- Parkland Parkland
- Coordinates: 35°50′24″N 96°50′32″W﻿ / ﻿35.8400636°N 96.8422474°W
- Country: United States
- State: Oklahoma
- County: Lincoln
- Elevation: 965 ft (294 m)
- Time zone: UTC-6 (Central (CST))
- • Summer (DST): UTC-5 (CDT)
- Postal code: 74824
- Area codes: 539/918
- FIPS code: 40-00700
- GNIS feature ID: 1096445

= Parkland, Oklahoma =

Parkland is a small unincorporated community in northern Lincoln County, Oklahoma, United States. It is 4 mi south of Agra, and 10 miles (16.9 km) north of Chandler . Its name was adopted "to describe the character of the townsite".

==History==
The land where Parkland is located was opened to white settlement by the Land Run of 1891 on September 28 of that year. The Parkland Post Office was established some three years later, on December 19, 1894, with McShelly Fishback as the first postmaster. The Parkland Post Office was closed on June 15, 1918.
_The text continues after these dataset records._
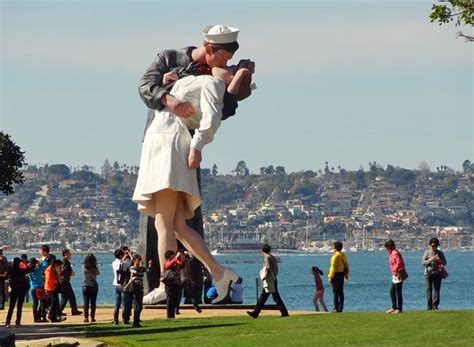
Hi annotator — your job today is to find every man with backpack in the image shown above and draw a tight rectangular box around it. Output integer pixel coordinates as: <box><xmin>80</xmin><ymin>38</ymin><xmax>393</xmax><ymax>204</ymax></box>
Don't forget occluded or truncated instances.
<box><xmin>112</xmin><ymin>248</ymin><xmax>132</xmax><ymax>325</ymax></box>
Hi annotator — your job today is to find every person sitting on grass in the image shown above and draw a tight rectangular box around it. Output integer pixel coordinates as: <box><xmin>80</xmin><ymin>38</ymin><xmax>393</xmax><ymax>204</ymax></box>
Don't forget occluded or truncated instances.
<box><xmin>230</xmin><ymin>277</ymin><xmax>244</xmax><ymax>304</ymax></box>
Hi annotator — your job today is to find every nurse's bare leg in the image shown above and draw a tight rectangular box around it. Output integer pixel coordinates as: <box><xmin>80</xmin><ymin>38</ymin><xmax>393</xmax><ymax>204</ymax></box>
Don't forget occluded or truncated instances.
<box><xmin>174</xmin><ymin>193</ymin><xmax>224</xmax><ymax>280</ymax></box>
<box><xmin>153</xmin><ymin>189</ymin><xmax>178</xmax><ymax>272</ymax></box>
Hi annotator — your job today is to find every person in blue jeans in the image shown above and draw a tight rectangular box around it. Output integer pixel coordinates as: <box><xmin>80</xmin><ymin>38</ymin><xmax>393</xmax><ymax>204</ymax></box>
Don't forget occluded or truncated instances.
<box><xmin>28</xmin><ymin>257</ymin><xmax>48</xmax><ymax>322</ymax></box>
<box><xmin>112</xmin><ymin>248</ymin><xmax>132</xmax><ymax>325</ymax></box>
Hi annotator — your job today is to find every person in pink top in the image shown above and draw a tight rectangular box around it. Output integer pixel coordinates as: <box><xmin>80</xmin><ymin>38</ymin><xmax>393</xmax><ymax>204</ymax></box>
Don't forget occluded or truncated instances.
<box><xmin>384</xmin><ymin>239</ymin><xmax>408</xmax><ymax>314</ymax></box>
<box><xmin>311</xmin><ymin>266</ymin><xmax>329</xmax><ymax>312</ymax></box>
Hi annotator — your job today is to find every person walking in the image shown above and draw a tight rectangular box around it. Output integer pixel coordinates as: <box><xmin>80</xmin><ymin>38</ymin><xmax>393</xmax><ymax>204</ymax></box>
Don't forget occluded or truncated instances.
<box><xmin>328</xmin><ymin>241</ymin><xmax>349</xmax><ymax>313</ymax></box>
<box><xmin>60</xmin><ymin>249</ymin><xmax>82</xmax><ymax>316</ymax></box>
<box><xmin>384</xmin><ymin>239</ymin><xmax>408</xmax><ymax>314</ymax></box>
<box><xmin>422</xmin><ymin>237</ymin><xmax>447</xmax><ymax>310</ymax></box>
<box><xmin>82</xmin><ymin>254</ymin><xmax>100</xmax><ymax>323</ymax></box>
<box><xmin>311</xmin><ymin>266</ymin><xmax>328</xmax><ymax>312</ymax></box>
<box><xmin>4</xmin><ymin>258</ymin><xmax>31</xmax><ymax>327</ymax></box>
<box><xmin>247</xmin><ymin>244</ymin><xmax>289</xmax><ymax>318</ymax></box>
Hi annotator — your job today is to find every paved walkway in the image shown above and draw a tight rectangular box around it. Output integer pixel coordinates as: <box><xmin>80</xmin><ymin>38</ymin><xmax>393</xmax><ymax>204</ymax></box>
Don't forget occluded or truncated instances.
<box><xmin>0</xmin><ymin>306</ymin><xmax>314</xmax><ymax>343</ymax></box>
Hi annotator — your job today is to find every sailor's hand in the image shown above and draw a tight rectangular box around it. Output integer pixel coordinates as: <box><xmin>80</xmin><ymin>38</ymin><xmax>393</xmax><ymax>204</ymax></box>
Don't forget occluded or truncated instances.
<box><xmin>188</xmin><ymin>148</ymin><xmax>202</xmax><ymax>169</ymax></box>
<box><xmin>163</xmin><ymin>71</ymin><xmax>179</xmax><ymax>85</ymax></box>
<box><xmin>166</xmin><ymin>96</ymin><xmax>195</xmax><ymax>118</ymax></box>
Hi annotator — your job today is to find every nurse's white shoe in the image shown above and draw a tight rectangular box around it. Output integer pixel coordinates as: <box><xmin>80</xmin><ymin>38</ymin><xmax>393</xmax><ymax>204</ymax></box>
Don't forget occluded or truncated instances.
<box><xmin>142</xmin><ymin>286</ymin><xmax>166</xmax><ymax>305</ymax></box>
<box><xmin>212</xmin><ymin>268</ymin><xmax>239</xmax><ymax>304</ymax></box>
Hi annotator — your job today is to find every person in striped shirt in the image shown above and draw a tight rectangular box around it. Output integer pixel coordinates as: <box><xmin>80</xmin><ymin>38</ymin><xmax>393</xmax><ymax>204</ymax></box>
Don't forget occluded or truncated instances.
<box><xmin>130</xmin><ymin>254</ymin><xmax>151</xmax><ymax>327</ymax></box>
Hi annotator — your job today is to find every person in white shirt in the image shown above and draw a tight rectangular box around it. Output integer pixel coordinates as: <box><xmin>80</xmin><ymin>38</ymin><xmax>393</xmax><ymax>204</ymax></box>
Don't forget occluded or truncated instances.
<box><xmin>112</xmin><ymin>248</ymin><xmax>132</xmax><ymax>325</ymax></box>
<box><xmin>133</xmin><ymin>56</ymin><xmax>253</xmax><ymax>304</ymax></box>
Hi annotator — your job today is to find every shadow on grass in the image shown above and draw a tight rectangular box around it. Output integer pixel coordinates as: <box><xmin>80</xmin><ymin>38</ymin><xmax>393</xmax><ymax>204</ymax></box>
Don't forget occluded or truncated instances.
<box><xmin>83</xmin><ymin>322</ymin><xmax>244</xmax><ymax>338</ymax></box>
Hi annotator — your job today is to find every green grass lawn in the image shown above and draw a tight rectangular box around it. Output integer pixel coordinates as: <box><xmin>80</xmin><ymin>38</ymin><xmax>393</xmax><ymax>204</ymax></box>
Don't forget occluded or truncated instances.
<box><xmin>80</xmin><ymin>310</ymin><xmax>474</xmax><ymax>346</ymax></box>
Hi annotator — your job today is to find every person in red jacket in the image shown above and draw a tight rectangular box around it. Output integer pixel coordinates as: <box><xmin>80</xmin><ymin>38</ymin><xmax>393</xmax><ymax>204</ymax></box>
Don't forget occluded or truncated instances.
<box><xmin>163</xmin><ymin>250</ymin><xmax>185</xmax><ymax>319</ymax></box>
<box><xmin>384</xmin><ymin>239</ymin><xmax>408</xmax><ymax>314</ymax></box>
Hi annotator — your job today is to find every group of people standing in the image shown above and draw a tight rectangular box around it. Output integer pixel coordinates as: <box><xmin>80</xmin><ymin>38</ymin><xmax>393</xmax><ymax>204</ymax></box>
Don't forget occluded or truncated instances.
<box><xmin>304</xmin><ymin>237</ymin><xmax>448</xmax><ymax>315</ymax></box>
<box><xmin>0</xmin><ymin>237</ymin><xmax>450</xmax><ymax>328</ymax></box>
<box><xmin>0</xmin><ymin>246</ymin><xmax>101</xmax><ymax>327</ymax></box>
<box><xmin>112</xmin><ymin>246</ymin><xmax>154</xmax><ymax>327</ymax></box>
<box><xmin>246</xmin><ymin>237</ymin><xmax>448</xmax><ymax>317</ymax></box>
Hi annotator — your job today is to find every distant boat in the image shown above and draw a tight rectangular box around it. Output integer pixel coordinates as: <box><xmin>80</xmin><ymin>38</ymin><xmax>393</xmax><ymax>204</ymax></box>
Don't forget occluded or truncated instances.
<box><xmin>211</xmin><ymin>249</ymin><xmax>220</xmax><ymax>255</ymax></box>
<box><xmin>349</xmin><ymin>246</ymin><xmax>358</xmax><ymax>253</ymax></box>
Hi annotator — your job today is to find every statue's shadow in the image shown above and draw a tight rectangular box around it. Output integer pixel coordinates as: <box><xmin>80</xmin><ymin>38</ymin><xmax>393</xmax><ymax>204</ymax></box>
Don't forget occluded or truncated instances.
<box><xmin>84</xmin><ymin>322</ymin><xmax>243</xmax><ymax>338</ymax></box>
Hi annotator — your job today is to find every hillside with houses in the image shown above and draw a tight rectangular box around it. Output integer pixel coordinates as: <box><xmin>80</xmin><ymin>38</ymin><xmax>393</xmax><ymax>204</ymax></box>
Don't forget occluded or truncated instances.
<box><xmin>1</xmin><ymin>160</ymin><xmax>472</xmax><ymax>252</ymax></box>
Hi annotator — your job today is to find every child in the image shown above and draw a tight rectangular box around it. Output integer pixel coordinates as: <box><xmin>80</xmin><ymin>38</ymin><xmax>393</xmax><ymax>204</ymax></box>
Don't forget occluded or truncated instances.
<box><xmin>5</xmin><ymin>258</ymin><xmax>31</xmax><ymax>327</ymax></box>
<box><xmin>328</xmin><ymin>241</ymin><xmax>349</xmax><ymax>313</ymax></box>
<box><xmin>311</xmin><ymin>266</ymin><xmax>328</xmax><ymax>312</ymax></box>
<box><xmin>230</xmin><ymin>277</ymin><xmax>243</xmax><ymax>304</ymax></box>
<box><xmin>129</xmin><ymin>254</ymin><xmax>150</xmax><ymax>327</ymax></box>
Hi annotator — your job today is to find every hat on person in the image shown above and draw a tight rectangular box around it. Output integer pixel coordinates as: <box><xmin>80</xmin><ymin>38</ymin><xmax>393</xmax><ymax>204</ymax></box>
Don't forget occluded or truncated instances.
<box><xmin>202</xmin><ymin>24</ymin><xmax>239</xmax><ymax>44</ymax></box>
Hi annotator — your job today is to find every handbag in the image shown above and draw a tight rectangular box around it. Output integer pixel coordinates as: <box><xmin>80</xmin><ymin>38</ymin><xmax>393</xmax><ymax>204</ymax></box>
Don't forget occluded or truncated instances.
<box><xmin>35</xmin><ymin>288</ymin><xmax>47</xmax><ymax>301</ymax></box>
<box><xmin>439</xmin><ymin>264</ymin><xmax>448</xmax><ymax>279</ymax></box>
<box><xmin>398</xmin><ymin>268</ymin><xmax>409</xmax><ymax>281</ymax></box>
<box><xmin>161</xmin><ymin>268</ymin><xmax>181</xmax><ymax>286</ymax></box>
<box><xmin>426</xmin><ymin>262</ymin><xmax>440</xmax><ymax>276</ymax></box>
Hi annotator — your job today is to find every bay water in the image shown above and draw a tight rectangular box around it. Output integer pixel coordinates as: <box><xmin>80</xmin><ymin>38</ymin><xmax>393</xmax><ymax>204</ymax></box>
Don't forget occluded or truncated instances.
<box><xmin>7</xmin><ymin>251</ymin><xmax>473</xmax><ymax>312</ymax></box>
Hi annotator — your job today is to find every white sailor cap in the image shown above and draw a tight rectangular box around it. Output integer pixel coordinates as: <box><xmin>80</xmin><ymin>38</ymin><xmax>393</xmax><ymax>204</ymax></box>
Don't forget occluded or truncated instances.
<box><xmin>202</xmin><ymin>24</ymin><xmax>239</xmax><ymax>44</ymax></box>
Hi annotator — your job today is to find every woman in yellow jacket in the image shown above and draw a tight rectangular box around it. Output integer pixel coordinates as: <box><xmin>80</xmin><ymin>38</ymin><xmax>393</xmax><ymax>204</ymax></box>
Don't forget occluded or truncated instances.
<box><xmin>328</xmin><ymin>241</ymin><xmax>349</xmax><ymax>312</ymax></box>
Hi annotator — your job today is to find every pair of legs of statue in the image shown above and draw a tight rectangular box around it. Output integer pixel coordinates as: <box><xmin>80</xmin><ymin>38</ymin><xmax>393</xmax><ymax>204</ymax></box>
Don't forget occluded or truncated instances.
<box><xmin>150</xmin><ymin>189</ymin><xmax>237</xmax><ymax>304</ymax></box>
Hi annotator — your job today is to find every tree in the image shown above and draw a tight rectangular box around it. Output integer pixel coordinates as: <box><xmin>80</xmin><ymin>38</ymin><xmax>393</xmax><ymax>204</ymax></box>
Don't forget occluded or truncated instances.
<box><xmin>418</xmin><ymin>161</ymin><xmax>431</xmax><ymax>173</ymax></box>
<box><xmin>101</xmin><ymin>159</ymin><xmax>113</xmax><ymax>179</ymax></box>
<box><xmin>430</xmin><ymin>0</ymin><xmax>474</xmax><ymax>41</ymax></box>
<box><xmin>234</xmin><ymin>160</ymin><xmax>250</xmax><ymax>176</ymax></box>
<box><xmin>462</xmin><ymin>159</ymin><xmax>472</xmax><ymax>172</ymax></box>
<box><xmin>275</xmin><ymin>166</ymin><xmax>286</xmax><ymax>175</ymax></box>
<box><xmin>212</xmin><ymin>164</ymin><xmax>218</xmax><ymax>176</ymax></box>
<box><xmin>47</xmin><ymin>164</ymin><xmax>71</xmax><ymax>180</ymax></box>
<box><xmin>0</xmin><ymin>131</ymin><xmax>25</xmax><ymax>195</ymax></box>
<box><xmin>262</xmin><ymin>165</ymin><xmax>275</xmax><ymax>176</ymax></box>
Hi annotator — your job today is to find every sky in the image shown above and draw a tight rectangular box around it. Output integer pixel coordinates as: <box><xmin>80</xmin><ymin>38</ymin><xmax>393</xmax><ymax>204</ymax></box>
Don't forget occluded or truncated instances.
<box><xmin>1</xmin><ymin>0</ymin><xmax>472</xmax><ymax>174</ymax></box>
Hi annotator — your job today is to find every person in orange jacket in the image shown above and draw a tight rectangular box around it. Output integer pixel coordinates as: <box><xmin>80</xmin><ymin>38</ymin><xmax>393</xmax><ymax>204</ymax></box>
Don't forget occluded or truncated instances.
<box><xmin>44</xmin><ymin>258</ymin><xmax>65</xmax><ymax>322</ymax></box>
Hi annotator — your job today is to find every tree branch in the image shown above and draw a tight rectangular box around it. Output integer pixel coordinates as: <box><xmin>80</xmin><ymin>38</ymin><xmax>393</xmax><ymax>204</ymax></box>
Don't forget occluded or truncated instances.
<box><xmin>456</xmin><ymin>31</ymin><xmax>474</xmax><ymax>41</ymax></box>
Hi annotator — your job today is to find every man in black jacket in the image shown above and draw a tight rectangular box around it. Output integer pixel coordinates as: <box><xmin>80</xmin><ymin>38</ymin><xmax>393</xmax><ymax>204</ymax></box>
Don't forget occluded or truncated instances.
<box><xmin>59</xmin><ymin>249</ymin><xmax>82</xmax><ymax>316</ymax></box>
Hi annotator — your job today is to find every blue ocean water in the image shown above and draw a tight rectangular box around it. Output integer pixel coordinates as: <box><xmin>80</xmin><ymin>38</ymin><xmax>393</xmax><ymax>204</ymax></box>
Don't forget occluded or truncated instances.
<box><xmin>8</xmin><ymin>251</ymin><xmax>474</xmax><ymax>312</ymax></box>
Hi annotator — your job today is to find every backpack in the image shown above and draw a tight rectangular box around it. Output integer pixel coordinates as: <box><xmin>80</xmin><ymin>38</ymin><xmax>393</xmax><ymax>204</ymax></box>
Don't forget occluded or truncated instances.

A tornado on May 30, 1897, demolished several houses of the town, killing two and wounding several.

Free lots in the town of Kendrick were offered to business owners in Parkland if they would move when Kendrick was platted in 1902.

The towns of Chandler and Stroud were nearby railroad points. The Parkland Telephone company was organized and built telephone lines from Chandler to Stroud, linking them with Parkland and Cushing. Later these lines were purchased by the Arkansas Valley Telephone Company.